The process can be easily executed on a unique robust OCP VIP, every time a new assertion model is created for a specific OCP profile, instead of creating application specific versions or design specific derivatives of the OCP VIP, with the consequential divergence of maintenance issues.

OCP VIP trustful migration from "e" to System Verilog
It is not so obvious that the quality and maturity of a VIP can be automatically inherited by new VIP targeting the same protocol. The protocol knowledge and the VIP coverage respect to all the allowed and possible configurations are embedded in the product and it is not so banal to export to a new VIP.

The OCP VIP regression test suite is by construction complete enough to cover almost all the OCP features and interfaces with a reasonable number of tests and then it can guarantee that also the new VIP in a different verification language, for instance in System Verilog, will be complete and will have the same level of maturity.

Taking into account that technologies able to automatically or semi-automatically wrap a native e-language core are available, this process of quality migration can be divided in two steps. During a first step the OCP VIP implemented by using the e-language (OCP eVC in the following), qualified as core technology with the previously mentioned methodology for the Qualification Process, is used as a proven and reliable model that can be wrapped and used in a multi-language verification environments.

In the second step, the wrapped eVC and the OCP qualification process are used as reference model and regression test suite to validate another OCP VIP implemented in a different native language.

Figure 5 below shows the two steps performed to port an e VIP in a native System Verilog solution with the goal to transfer the level of maturity of the reference VIP into the new one.

Figure 5 " A practical case: how Yogitech regression suite enable a robust transfer of maturity through a technology transition

During the first step the core technology (eVC) is wrapped in order to get a System Verilog equivalent VIP. This VIP is usable into a System Verilog environment with no evidence of the e embedded core. This process is automatic and it also includes the translation for sequences or transactions used in the tests.

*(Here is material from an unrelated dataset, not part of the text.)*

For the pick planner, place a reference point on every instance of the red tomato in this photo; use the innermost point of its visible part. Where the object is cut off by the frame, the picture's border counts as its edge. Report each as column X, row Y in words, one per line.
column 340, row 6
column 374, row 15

In the second step the new "wrapped" VIP is used as a reference model to validate the System Verilog native solution. It is connected side-to-side to the System Verilog VIP, one time acting as a Master that initiates and drives OCP traffic and one time acting as a slave that reacts to OCP traffic initiated by the new VIP. The second step is then applied twice inverting the master and the slave to qualify both the agents.

The silicon-proven core technology of the OCP eVC/uVC, well preserved by means of the Qualification Process presented here, makes that both quality and robustness of the e model are transferred also to other solutions enabling robust and flexible VIP usage in a mixed language verification environment.

Angelo Diblasi is currently a senior verification engineer, Yogitech, in the Verification Solutions Business. In this role, he is responsible for the verification methodology and of the company's OCP Verification IP. He leads a team that has gathered many years of experience supporting multiple world-class companies in deploying OCP eVC in their Verification flow.

Stefano Lorenzini is Engineering Manager at Yogitech and leads design teams carrying out activities at both company's business lines of Verification Solutions and "faultRobust Technology". Stefano has gathered more than 12 years of experience in semiconductor industries as Alcatel and ST, where he was managing ADSL and Gateway programs based on embedded multiprocessors and custom DSPs.

Gabriele Orlandi is General Manager at Yogitech; as interim manager of the Verification Solutions business unit, he takes care of the relationship with company's VIP licensees and selects market feedback to be included into products' roadmap. Before joining Yogitech, Gabriele was a consultant of Italian industries and Research Institutes for business innovation and technology-based initiatives.